Why is this non-differentiable? You don’t seem to be using non-differentiable operations?
You want to reimplement it though so that it uses torch Tensors and only torch functions so that it can use the autograd engine.
i thought that the minimum operation is not differentiable.
isnt it true?
argmin operation is non-differentiable (it returns an integer number). But the operation that returns the min value is. The gradient is just 1 for the value that was selected and 0 for all the others.
There’s a distinction here between mathematically differentiable and differentiable wrt. autograd’s internals, right?
That might be a small point of confusion.
i think this is actually the confusing point.
can you explain a little bit more?
I can only hypothesize as to what autograd is doing in the background, but one can get a sense of why such a distinction exists by looking at a simpler example: relu.
One way to define relu is relu(x) = max(x, 0).
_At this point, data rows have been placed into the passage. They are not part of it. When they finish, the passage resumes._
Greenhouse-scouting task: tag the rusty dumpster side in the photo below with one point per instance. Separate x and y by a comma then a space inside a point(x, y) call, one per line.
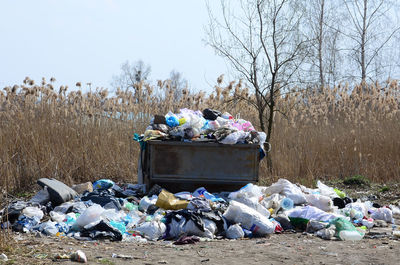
point(181, 166)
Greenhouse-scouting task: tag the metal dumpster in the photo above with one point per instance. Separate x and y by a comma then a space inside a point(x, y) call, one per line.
point(179, 166)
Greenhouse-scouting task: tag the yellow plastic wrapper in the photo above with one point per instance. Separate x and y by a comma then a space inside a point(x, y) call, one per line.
point(168, 201)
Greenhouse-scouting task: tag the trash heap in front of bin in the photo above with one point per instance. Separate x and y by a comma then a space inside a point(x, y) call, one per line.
point(105, 210)
point(128, 212)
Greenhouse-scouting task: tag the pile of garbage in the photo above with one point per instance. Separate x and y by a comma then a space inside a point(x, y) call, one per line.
point(126, 212)
point(206, 126)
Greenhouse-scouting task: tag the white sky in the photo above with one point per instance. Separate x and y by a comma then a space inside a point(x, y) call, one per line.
point(88, 40)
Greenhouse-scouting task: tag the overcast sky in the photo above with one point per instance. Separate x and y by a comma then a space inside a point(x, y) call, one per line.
point(88, 40)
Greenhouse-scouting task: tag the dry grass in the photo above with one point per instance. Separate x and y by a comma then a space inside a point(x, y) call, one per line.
point(75, 136)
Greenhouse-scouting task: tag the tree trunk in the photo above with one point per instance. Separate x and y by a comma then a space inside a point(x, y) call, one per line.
point(363, 37)
point(320, 42)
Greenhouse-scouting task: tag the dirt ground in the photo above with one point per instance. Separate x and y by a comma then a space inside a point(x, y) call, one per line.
point(292, 248)
point(378, 247)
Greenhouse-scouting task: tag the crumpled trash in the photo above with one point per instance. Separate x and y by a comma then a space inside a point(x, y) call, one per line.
point(49, 228)
point(200, 203)
point(168, 201)
point(314, 226)
point(58, 191)
point(78, 256)
point(81, 188)
point(184, 240)
point(3, 257)
point(101, 230)
point(152, 230)
point(91, 215)
point(25, 223)
point(320, 201)
point(249, 218)
point(345, 230)
point(300, 216)
point(234, 232)
point(42, 197)
point(384, 214)
point(211, 114)
point(103, 184)
point(286, 188)
point(327, 233)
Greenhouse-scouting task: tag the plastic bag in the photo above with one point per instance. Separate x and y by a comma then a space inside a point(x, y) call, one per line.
point(358, 206)
point(234, 232)
point(103, 184)
point(57, 217)
point(287, 189)
point(210, 228)
point(346, 230)
point(33, 212)
point(171, 119)
point(91, 215)
point(326, 190)
point(311, 213)
point(168, 201)
point(145, 202)
point(63, 208)
point(202, 192)
point(383, 214)
point(253, 203)
point(176, 228)
point(49, 228)
point(152, 230)
point(250, 190)
point(42, 197)
point(320, 201)
point(232, 138)
point(327, 233)
point(273, 201)
point(249, 218)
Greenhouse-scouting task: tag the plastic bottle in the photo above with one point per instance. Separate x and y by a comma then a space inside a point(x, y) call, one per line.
point(350, 235)
point(287, 204)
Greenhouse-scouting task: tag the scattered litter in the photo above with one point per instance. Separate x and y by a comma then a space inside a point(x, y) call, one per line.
point(121, 256)
point(3, 257)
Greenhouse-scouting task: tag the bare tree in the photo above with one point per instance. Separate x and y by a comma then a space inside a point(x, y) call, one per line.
point(263, 42)
point(131, 74)
point(178, 84)
point(370, 31)
point(323, 25)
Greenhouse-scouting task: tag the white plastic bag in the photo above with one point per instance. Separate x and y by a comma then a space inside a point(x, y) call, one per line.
point(231, 138)
point(286, 188)
point(152, 230)
point(384, 214)
point(326, 190)
point(90, 215)
point(249, 218)
point(210, 228)
point(234, 232)
point(57, 216)
point(33, 212)
point(176, 229)
point(112, 215)
point(320, 201)
point(311, 213)
point(250, 190)
point(49, 228)
point(253, 203)
point(358, 206)
point(145, 202)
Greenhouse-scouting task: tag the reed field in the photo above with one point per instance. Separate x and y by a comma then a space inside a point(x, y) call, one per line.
point(48, 131)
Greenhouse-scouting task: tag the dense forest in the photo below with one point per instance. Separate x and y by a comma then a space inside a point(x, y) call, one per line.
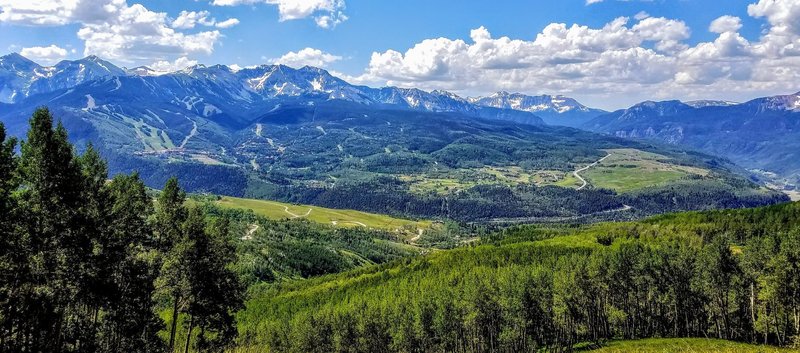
point(90, 265)
point(732, 275)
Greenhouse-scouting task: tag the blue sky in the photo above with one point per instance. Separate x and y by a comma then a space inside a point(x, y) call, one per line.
point(603, 66)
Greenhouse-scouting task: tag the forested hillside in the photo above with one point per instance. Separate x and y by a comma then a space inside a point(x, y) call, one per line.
point(732, 275)
point(87, 264)
point(96, 265)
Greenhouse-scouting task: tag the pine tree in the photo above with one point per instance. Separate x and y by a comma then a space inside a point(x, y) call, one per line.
point(10, 261)
point(215, 289)
point(131, 325)
point(53, 241)
point(171, 217)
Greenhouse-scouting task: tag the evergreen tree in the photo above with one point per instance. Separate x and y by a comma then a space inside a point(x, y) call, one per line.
point(10, 246)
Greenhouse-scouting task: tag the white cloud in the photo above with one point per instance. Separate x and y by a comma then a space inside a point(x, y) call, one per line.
point(45, 55)
point(307, 57)
point(57, 12)
point(641, 15)
point(164, 66)
point(189, 19)
point(228, 23)
point(621, 62)
point(725, 24)
point(326, 13)
point(115, 30)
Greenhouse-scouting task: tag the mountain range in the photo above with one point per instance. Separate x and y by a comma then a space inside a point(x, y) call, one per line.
point(220, 116)
point(21, 78)
point(762, 134)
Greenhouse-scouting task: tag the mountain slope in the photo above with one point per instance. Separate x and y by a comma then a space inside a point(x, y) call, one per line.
point(554, 110)
point(21, 78)
point(302, 135)
point(761, 134)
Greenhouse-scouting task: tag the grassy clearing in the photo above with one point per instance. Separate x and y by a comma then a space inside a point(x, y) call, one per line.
point(630, 169)
point(680, 345)
point(339, 218)
point(152, 138)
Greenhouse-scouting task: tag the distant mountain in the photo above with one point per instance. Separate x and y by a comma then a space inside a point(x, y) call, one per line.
point(709, 103)
point(303, 135)
point(763, 133)
point(554, 110)
point(21, 78)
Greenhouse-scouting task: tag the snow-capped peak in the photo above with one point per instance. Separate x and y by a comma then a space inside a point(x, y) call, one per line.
point(710, 103)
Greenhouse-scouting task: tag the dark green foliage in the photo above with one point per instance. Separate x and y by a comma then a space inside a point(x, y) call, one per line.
point(672, 276)
point(280, 250)
point(79, 256)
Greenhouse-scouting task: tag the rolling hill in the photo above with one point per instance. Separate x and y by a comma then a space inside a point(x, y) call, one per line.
point(761, 135)
point(304, 136)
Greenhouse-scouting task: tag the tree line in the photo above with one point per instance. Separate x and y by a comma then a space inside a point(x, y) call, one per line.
point(674, 276)
point(89, 264)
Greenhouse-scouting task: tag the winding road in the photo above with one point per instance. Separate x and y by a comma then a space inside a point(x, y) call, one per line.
point(575, 173)
point(286, 209)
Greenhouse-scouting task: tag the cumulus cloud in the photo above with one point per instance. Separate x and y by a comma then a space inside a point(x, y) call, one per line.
point(307, 57)
point(115, 30)
point(326, 13)
point(165, 66)
point(45, 55)
point(624, 60)
point(189, 19)
point(725, 24)
point(228, 23)
point(641, 15)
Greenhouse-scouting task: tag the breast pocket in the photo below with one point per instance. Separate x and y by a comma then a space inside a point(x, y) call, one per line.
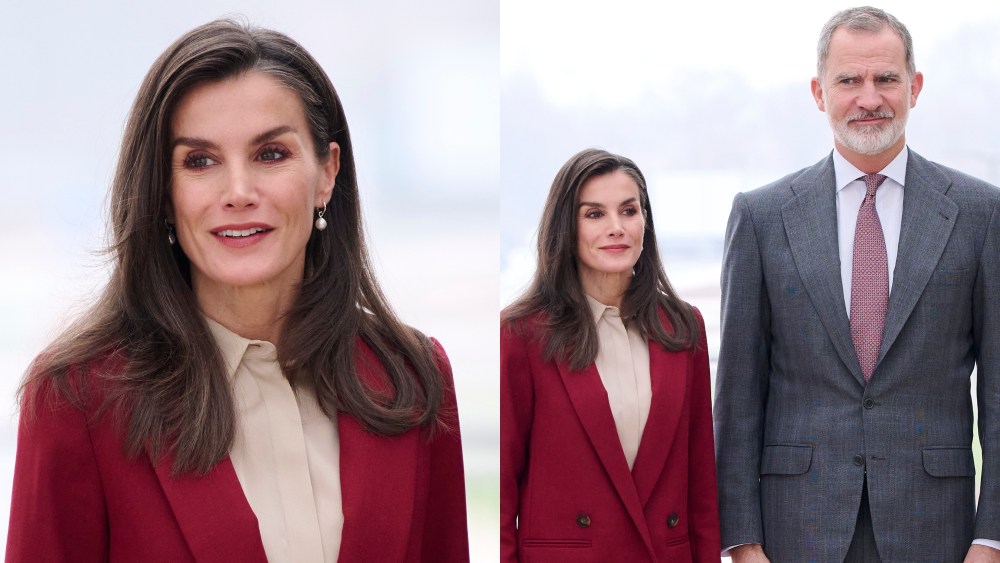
point(786, 459)
point(948, 287)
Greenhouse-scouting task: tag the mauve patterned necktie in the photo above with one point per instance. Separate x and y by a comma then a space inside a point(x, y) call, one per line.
point(869, 280)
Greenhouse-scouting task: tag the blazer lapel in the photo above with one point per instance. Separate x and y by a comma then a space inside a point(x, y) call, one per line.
point(928, 219)
point(668, 378)
point(590, 400)
point(213, 514)
point(809, 219)
point(378, 481)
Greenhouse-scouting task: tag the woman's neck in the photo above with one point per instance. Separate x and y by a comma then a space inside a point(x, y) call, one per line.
point(256, 313)
point(608, 289)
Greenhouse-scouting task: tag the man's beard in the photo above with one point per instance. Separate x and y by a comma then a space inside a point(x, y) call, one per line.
point(869, 139)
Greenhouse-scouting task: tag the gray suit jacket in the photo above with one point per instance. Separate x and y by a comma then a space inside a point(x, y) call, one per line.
point(797, 428)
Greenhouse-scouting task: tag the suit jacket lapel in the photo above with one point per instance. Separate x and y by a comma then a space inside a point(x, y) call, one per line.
point(378, 477)
point(590, 400)
point(811, 225)
point(378, 481)
point(668, 378)
point(928, 219)
point(213, 514)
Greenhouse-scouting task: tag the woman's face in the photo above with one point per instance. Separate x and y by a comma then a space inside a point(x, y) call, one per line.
point(610, 226)
point(245, 182)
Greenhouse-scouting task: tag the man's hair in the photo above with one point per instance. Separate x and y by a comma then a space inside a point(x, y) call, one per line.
point(863, 19)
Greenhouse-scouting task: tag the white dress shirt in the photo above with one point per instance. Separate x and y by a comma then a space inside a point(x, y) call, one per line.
point(286, 454)
point(888, 204)
point(623, 364)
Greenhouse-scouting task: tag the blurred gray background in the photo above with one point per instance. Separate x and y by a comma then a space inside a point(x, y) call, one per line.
point(420, 86)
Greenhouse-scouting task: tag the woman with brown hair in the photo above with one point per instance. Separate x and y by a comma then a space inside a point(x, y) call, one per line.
point(241, 391)
point(606, 449)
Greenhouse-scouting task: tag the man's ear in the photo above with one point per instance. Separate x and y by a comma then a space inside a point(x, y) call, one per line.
point(916, 85)
point(817, 89)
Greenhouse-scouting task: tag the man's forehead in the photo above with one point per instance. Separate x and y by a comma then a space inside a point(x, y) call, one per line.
point(883, 47)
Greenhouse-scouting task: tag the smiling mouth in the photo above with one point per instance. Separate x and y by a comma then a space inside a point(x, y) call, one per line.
point(240, 233)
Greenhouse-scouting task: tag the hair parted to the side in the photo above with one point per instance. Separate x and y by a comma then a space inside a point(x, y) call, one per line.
point(173, 389)
point(863, 19)
point(556, 291)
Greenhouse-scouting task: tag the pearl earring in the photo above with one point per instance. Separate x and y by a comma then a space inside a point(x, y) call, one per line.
point(171, 237)
point(320, 221)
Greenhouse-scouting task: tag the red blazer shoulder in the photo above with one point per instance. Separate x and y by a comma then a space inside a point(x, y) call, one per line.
point(77, 497)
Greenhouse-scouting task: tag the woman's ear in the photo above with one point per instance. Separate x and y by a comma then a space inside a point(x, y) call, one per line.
point(330, 169)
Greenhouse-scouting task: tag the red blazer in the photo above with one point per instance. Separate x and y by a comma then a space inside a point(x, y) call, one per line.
point(76, 496)
point(566, 493)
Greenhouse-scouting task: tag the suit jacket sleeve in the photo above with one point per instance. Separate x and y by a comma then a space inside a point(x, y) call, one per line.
point(516, 407)
point(57, 510)
point(702, 497)
point(446, 536)
point(986, 335)
point(741, 380)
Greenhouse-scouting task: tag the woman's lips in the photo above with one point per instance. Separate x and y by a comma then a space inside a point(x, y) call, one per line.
point(240, 236)
point(615, 248)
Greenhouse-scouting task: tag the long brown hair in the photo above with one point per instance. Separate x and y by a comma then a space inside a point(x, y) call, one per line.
point(569, 331)
point(173, 389)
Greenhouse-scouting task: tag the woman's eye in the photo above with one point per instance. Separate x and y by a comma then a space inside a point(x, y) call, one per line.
point(199, 161)
point(272, 154)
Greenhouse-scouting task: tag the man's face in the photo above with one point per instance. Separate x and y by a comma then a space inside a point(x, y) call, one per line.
point(867, 92)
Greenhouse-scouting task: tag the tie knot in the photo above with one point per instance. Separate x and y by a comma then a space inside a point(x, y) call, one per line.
point(873, 181)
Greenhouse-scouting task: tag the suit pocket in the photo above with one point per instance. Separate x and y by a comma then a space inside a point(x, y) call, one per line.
point(554, 543)
point(949, 462)
point(785, 459)
point(947, 277)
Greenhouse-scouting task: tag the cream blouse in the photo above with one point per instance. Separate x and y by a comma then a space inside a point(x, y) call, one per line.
point(286, 455)
point(623, 364)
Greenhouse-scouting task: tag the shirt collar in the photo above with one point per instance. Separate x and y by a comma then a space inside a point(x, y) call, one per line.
point(233, 347)
point(846, 172)
point(599, 309)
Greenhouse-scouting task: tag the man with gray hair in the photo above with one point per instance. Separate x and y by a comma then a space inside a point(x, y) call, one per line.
point(857, 297)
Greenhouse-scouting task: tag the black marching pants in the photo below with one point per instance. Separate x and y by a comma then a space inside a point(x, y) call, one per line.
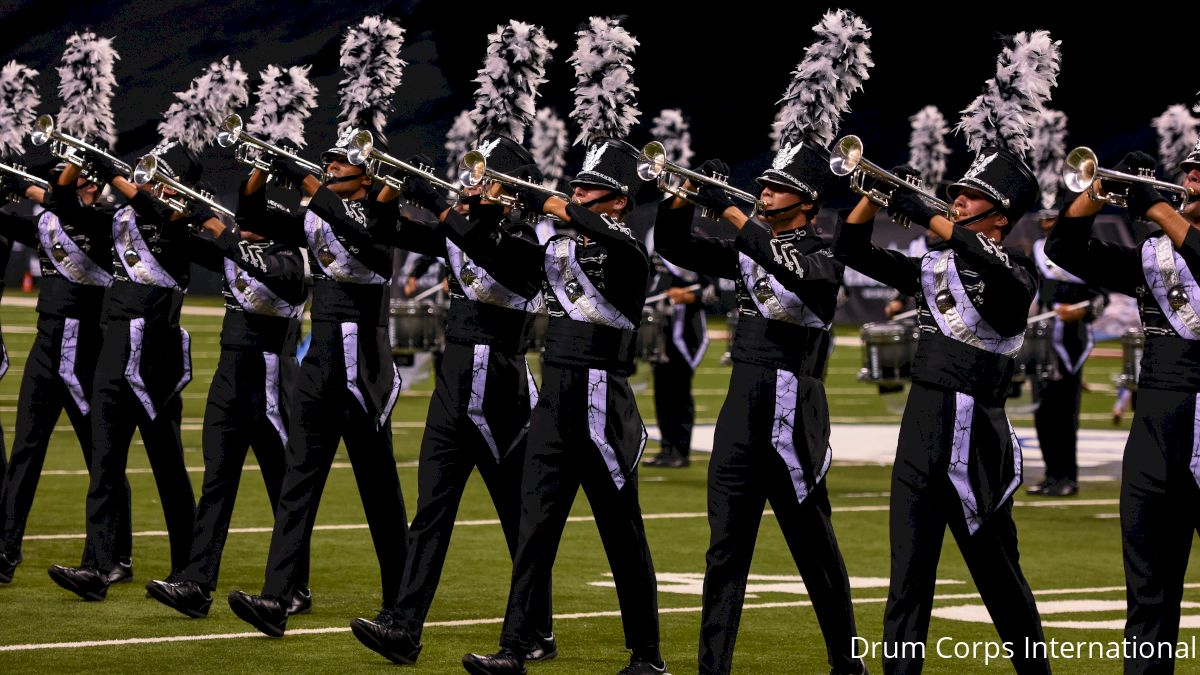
point(235, 419)
point(45, 394)
point(1159, 517)
point(1057, 423)
point(323, 414)
point(923, 503)
point(115, 413)
point(673, 402)
point(451, 447)
point(562, 457)
point(744, 473)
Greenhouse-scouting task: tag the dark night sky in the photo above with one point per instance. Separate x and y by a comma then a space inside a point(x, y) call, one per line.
point(725, 69)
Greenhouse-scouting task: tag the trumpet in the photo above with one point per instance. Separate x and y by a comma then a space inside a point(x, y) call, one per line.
point(474, 172)
point(1081, 168)
point(148, 172)
point(364, 153)
point(19, 172)
point(654, 165)
point(232, 133)
point(65, 145)
point(846, 159)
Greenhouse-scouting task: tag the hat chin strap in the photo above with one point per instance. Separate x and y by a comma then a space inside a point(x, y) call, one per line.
point(773, 213)
point(333, 180)
point(977, 217)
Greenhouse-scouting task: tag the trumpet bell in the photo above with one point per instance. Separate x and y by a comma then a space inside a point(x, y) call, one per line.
point(361, 144)
point(652, 161)
point(1079, 169)
point(846, 155)
point(231, 131)
point(42, 130)
point(474, 168)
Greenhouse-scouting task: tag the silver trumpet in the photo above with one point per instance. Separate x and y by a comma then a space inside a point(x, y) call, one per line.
point(19, 172)
point(475, 172)
point(148, 172)
point(846, 159)
point(364, 153)
point(65, 147)
point(654, 165)
point(1081, 168)
point(233, 132)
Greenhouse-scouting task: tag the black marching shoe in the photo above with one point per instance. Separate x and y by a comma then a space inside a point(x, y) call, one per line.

This function isn’t analytically differentiable. However, at every point except 0, it is. In practice, for the purpose of gradient descent, it works well enough to treat the function as if it were differentiable. You’ll rarely be computing the gradient at precisely 0, and even if you do, it’s sufficient to handle things via a special case.
If you’re okay with the behavior of relu, it’s not too hard to generalize things to fit your min function. In general, you won’t be doing computation at the precisely the points that are problematic, and provided your underlying functions are differentiable, the max/min of the functions should be differentiable ‘enough’ to allow for optimization.
There’s some fancier math you could throw in to explain why this works, and I’m sure I could be explaining things better, but that’s the intuition.